David Wessel, the deputy Washington bureau chief of The Wall Street Journal, recently gave a talk

at the Yale School of Management, which he titled "Can Newspaper Journalism Survive Blogs, Fox News and Karl Rove?" (Listen here on iTunes.)  Speaking candidly, Wessel readily acknowledged that the print newspaper business is in trouble, and even hinted that some of our major newspapers, the Journal perhaps included, may not ultimately be long for the world. The problem, as he describes it, is twofold: First, readers and advertisers continue to move from print to the internet, a medium that old school papers can’t monetize very well. Second — and this is the crux of his argument — he sees the major papers also suffering because they face competition from more overtly politicized media players, such as Fox, Drudge and various blogs that don’t adhere to traditional standards of journalism. While The Wall Street Journal strives to be "fair and balanced," Fox News (rather ironically) and many right and left-wing blogs readily embrace bias and manage to capitalize on it fairly well. This leaves the middle of the road media in trouble.
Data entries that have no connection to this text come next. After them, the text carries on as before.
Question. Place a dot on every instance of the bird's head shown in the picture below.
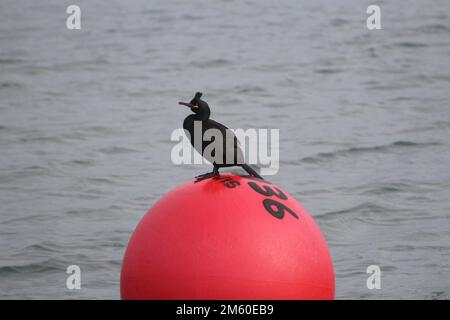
(198, 106)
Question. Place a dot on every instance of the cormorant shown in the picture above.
(202, 113)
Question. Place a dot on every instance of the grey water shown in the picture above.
(86, 117)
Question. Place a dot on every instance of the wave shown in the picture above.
(323, 156)
(43, 266)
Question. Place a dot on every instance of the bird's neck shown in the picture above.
(203, 115)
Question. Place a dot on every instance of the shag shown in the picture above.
(202, 113)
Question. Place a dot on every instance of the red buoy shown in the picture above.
(228, 237)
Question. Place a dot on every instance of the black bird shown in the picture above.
(202, 113)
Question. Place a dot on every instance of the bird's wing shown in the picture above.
(222, 127)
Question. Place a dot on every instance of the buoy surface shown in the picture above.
(229, 237)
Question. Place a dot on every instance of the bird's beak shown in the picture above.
(187, 104)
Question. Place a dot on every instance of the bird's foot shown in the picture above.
(206, 176)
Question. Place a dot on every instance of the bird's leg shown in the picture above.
(208, 175)
(251, 171)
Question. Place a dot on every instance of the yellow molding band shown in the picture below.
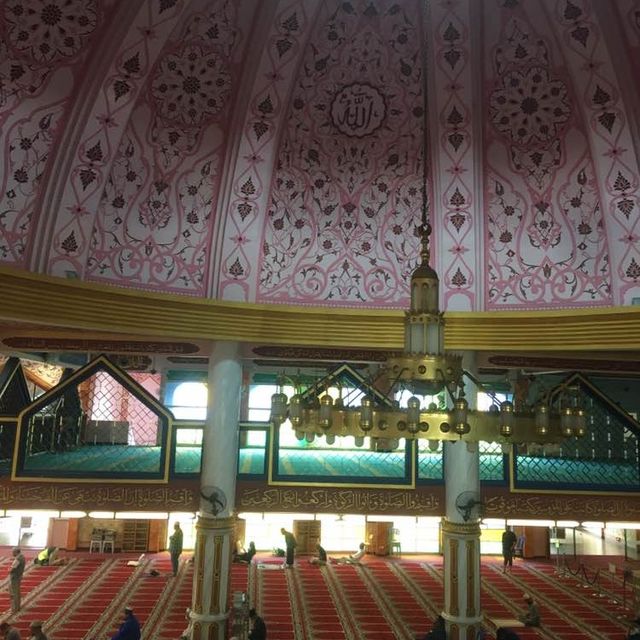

Now, there is surely some merit to this argument. But it really doesn’t seem to get to the root of the problem. Wessel paints the WSJ’s woes as being essentially political when they really are not. It’s more about business and culture than anything else. When the internet took off in the late 90s, we heard about how it lowered barriers to entry and allowed players with little capital to get online and compete. Now, ten years later, we’re seeing the results. Established content players have found themselves competing with an infinite number of specialized content providers, some of which are damn good, and some not. (Perhaps we can lump the unabashedly political blogs in the latter group.) Put simply, the information world is being splintered much like the television world was with the advent of cable, except even more so, and this leaves readers with many viable choices. For better or worse, the generalist press seems almost doomed to give way to specialized blogs and web sites that readers can aggregate into an organic whole with the help of bookmarks and newfangled "feed readers." (See, for example, Google Reader, MyYahoo, or Bloglines.) This probably includes The Wall Street Journal. And would David Wessel be surprised to see America’s leading financial paper eventually supplanted by a changing constellation of alternatives? Probably not. You can already hear the doubt in his voice … and very faintly the sucking sound in the halls of Dow Jones.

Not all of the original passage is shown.